Even where such claims do make it as far as the tribunal, I suspect the average employment judge will be no more minded to impose a penalty than they have been to date to impose a costs order. And, whilst the number of costs orders – and especially orders against claimants – has crept up in recent years, it is still very small.
Time will tell. As would the quarterly and annual tribunal statistics, were the good people at HMCTS to take the necessary steps to record use of the power. Unfortunately, it seems they have no plans to do so.
To which Michael says:
Darn it, I was hoping you’d turn me around. Then I could urge tribunals to award large penalties against my opponents with a merry heart (although one of the many minor issues with the scheme will be what, if anything, claimants and their lawyers should say about all this). But at least we’re friends again.
I’m much less dogmatic on the issue of how much the new power will be used. It’s really about our gut feelings on how judges will react. And, as anyone will tell you, judges are an unpredictable lot. But, from a judicial perspective, I see the financial penalties as looking more like an uplift for breach of the Acas Code than a costs order.
I think judges regularly get a sense of whether they think an employer is a proper wrong’un who has acted maliciously or just a bit of a ninny who made a mess of things. And the principled argument against the whole idea we’ve discussed above don’t bear on sitting judges. They may think the law shouldn’t be there but, since it is, they’ll have to consider it.
My guess is that, if they peg someone as a wrong’un and can point to something to describe as an aggravating feature, they’ll be willing to impose a financial penalty. In part, I think this is because it won’t require a lot of additional reasoning or fact finding for the tribunal. One of the reasons that costs are rarely awarded is that they often require everyone to embark on a new set of evidence and submissions right at the end of the case, when everyone just wants to go home (or already has).
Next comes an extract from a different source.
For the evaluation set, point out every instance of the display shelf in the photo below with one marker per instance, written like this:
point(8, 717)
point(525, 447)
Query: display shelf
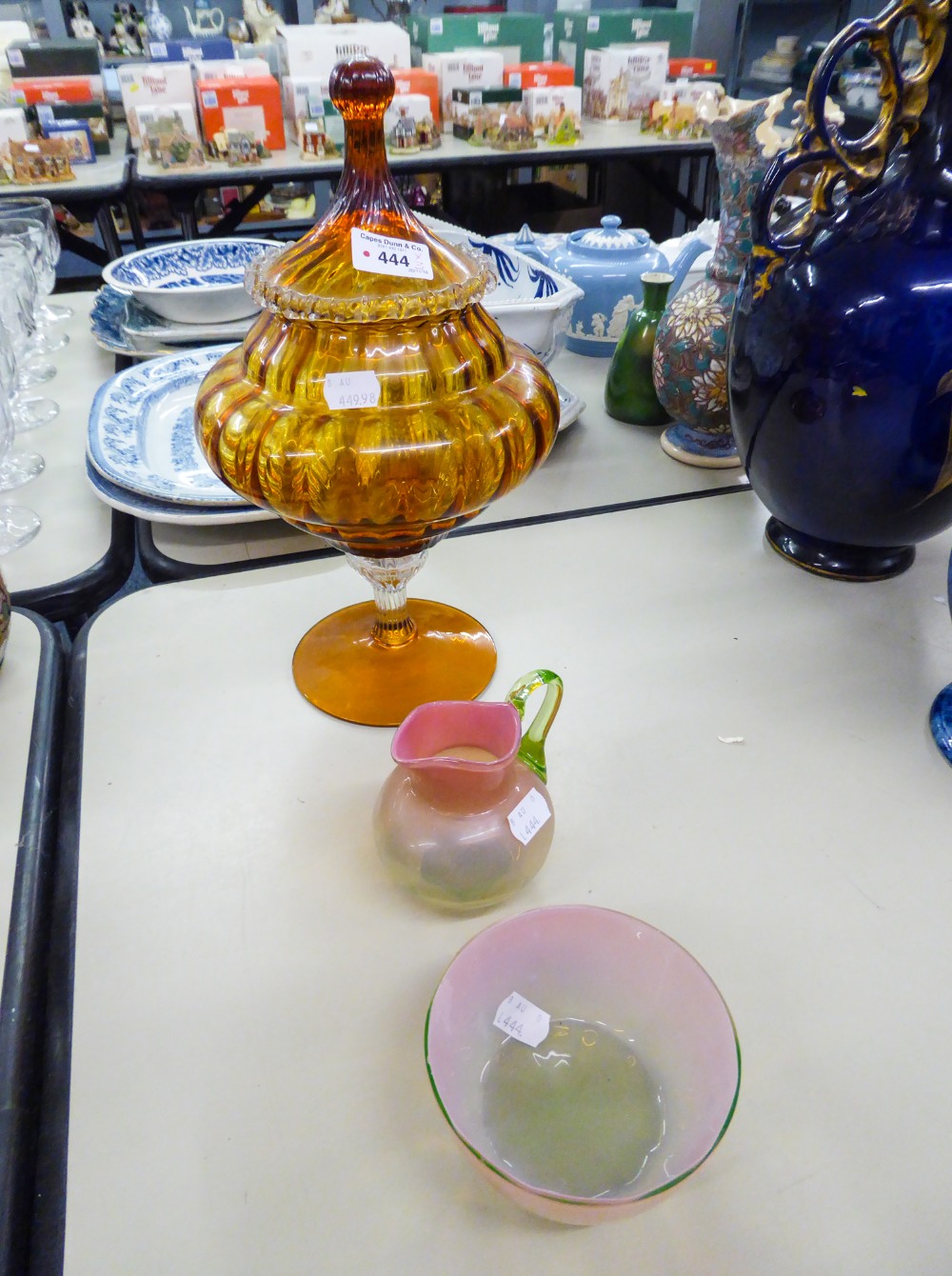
point(30, 691)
In the case of financial penalties, things are much easier. All the evidence will be in as part of the liability trial. If, at the end of submissions, a judge thinks a penalty might be appropriate they can flag it with the parties and hear what they have to say. Which probably won’t be much, beyond the respondent arguing that, even if they lose, they haven’t gone as far as aggravated breach. Then the tribunal can cover it in a paragraph or two in their judgment. No muss, no fuss.
Of course, you’re right that the reduced number of claims will hold down the number of these penalties (which, come to think of it, is yet another reason why the tribunal is the wrong venue for this sort of thing). But I think, proportionally, we’ll see a reasonable number of these awards.
As you say, time will tell (particularly if we get the stats). Shall we schedule a follow-up post for about a year’s time?
One of us can crow and the other can explain why they weren’t really as wrong as it looks.